8:06Não ia ter Copa

por Ruy Castro

Não ia ter Copa, lembra-se? Cinquenta desajustados mentais em cada cidade exibiam cartazes com esses dizeres e, misturando-se a manifestantes com reivindicações legítimas e específicas, atreviam-se a falar pelos milhões de brasileiros que gostam de futebol. E, por quase um ano, valendo-se da nossa incapacidade para cumprir prazos, respeitar orçamentos e prover segurança, fizeram parecer que seu mote ganharia quorum para se tornar realidade.

Nós, da mídia, fomos essenciais para esse pessimismo, denunciando a Fifa como Estado invasor, o fracasso na preparação da infraestrutura exigida para receber os visitantes e a diferença entre o custo estimado dos estádios e o custo real –embora não me lembre de nenhuma reportagem dizendo para onde foi o dinheiro. O “Imagina na Copa!”, que começou como uma brincadeira, tornou-se a sentença para a nossa inabalável vocação para o subdesenvolvimento.

A revolta ficou ainda maior ao se constatar que, pela configuração dos estádios, o preço dos ingressos e a escolha de certas cidades-sede, esta seria uma Copa de e para as “elites” –triste ironia sabendo-se que fazia parte do plano de um governo “popular” para eternizar-se no poder. Como se fosse pouco, veio o desgaste do dito governo, provocado pela economia pífia, a corrupção comprovada e o cansaço do discurso oficial. A Copa, em certo momento, parecia simbolizar toda uma farsa. Era inevitável que entrasse na agenda dos protestos que começaram em junho de 2013.

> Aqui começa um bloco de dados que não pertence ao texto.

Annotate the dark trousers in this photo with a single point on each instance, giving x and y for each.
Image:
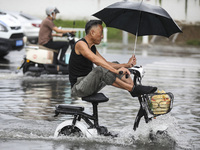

Desde então, nada mudou –os problemas continuam. E, magicamente, tudo mudou. Com ou sem Fifa, governo ou manifestantes, nada deu tão errado quanto parecia e tudo está dando mais certo do que deveria.

Será, está sendo, uma Copa inesquecível –na vibração dos torcedores, nos sorrisos dos visitantes e na alegria das crianças.